Ssh agent and tofu weaknesses

An attacker gains a foothold on a shared bastion (or “jump”) host that developers use to access staging and production environments. The company culture encourages using SSH agent forwarding for convenience, so developers can seamlessly ssh from the bastion to other internal servers without re-entering their key passphrase.

The attacker waits for a developer, Alex, to ssh into the bastion host with agent forwarding enabled (ssh -A bastion.example.com). Once Alex is connected, the attacker, who has root on the bastion, has access to Alex’s forwarded SSH agent socket.

Using this hijacked socket, the attacker impersonates Alex. They see from Alex’s shell history that they frequently interact with a private Git server (git.internal.example.com). The attacker uses Alex’s forwarded credentials to SSH to the Git server, clone a critical service’s repository containing secrets, and then exfiltrates the code.

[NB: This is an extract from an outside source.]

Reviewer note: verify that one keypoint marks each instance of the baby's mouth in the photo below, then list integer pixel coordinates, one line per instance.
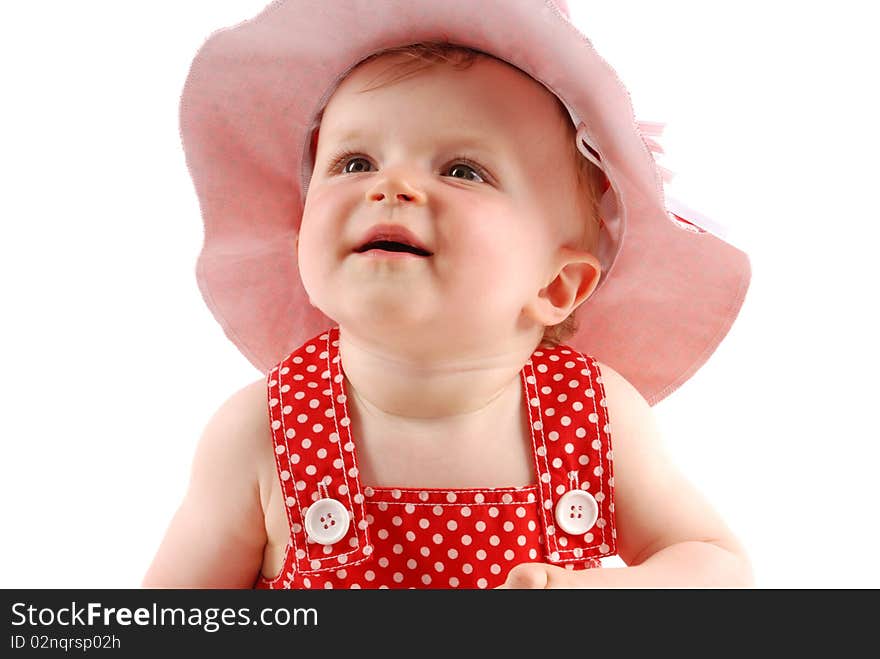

Separately, in a CI/CD pipeline, a new build agent is provisioned. Its first task is to clone a source repository. The attacker performs a DNS spoofing attack and redirects git.internal.example.com to a server they control. The build agent connects, receives the “The authenticity of host … can’t be established” prompt, and because it’s running an unattended script that is not configured for strict host key checking, it blindly accepts the attacker’s host key (TOFU - Trust On First Use). The attacker now has a Man-in-the-Middle position, capturing the CI/CD system’s deploy key and potentially injecting malicious code into the build.

Reconnaissance

Explanation

The attacker’s goal is to understand the environment to find the path of least resistance. After gaining initial access to a single host (like a developer’s laptop via phishing or a vulnerable web app), their primary goal is lateral movement. They will look for credentials and patterns of access. SSH agent forwarding is a prime target because it acts like a set of keys left in the ignition of a running car. They will explore the compromised host, looking for shell history files, SSH config files, and active SSH agent sockets to understand who connects to what, and how. For the TOFU attack, they will identify automated systems (like CI/CD runners) that are likely to have lax host key checking policies.

Insight

Developers often think of their SSH key as protecting their access from their laptop. With agent forwarding, the security model is inverted: any machine you connect to can potentially use your key to access other machines on your behalf. Attackers know this and specifically hunt for misconfigured bastion hosts, which act as a central hub for these powerful, forwarded credentials.

Practical

As a developer, you can simulate this by logging into a server and looking around.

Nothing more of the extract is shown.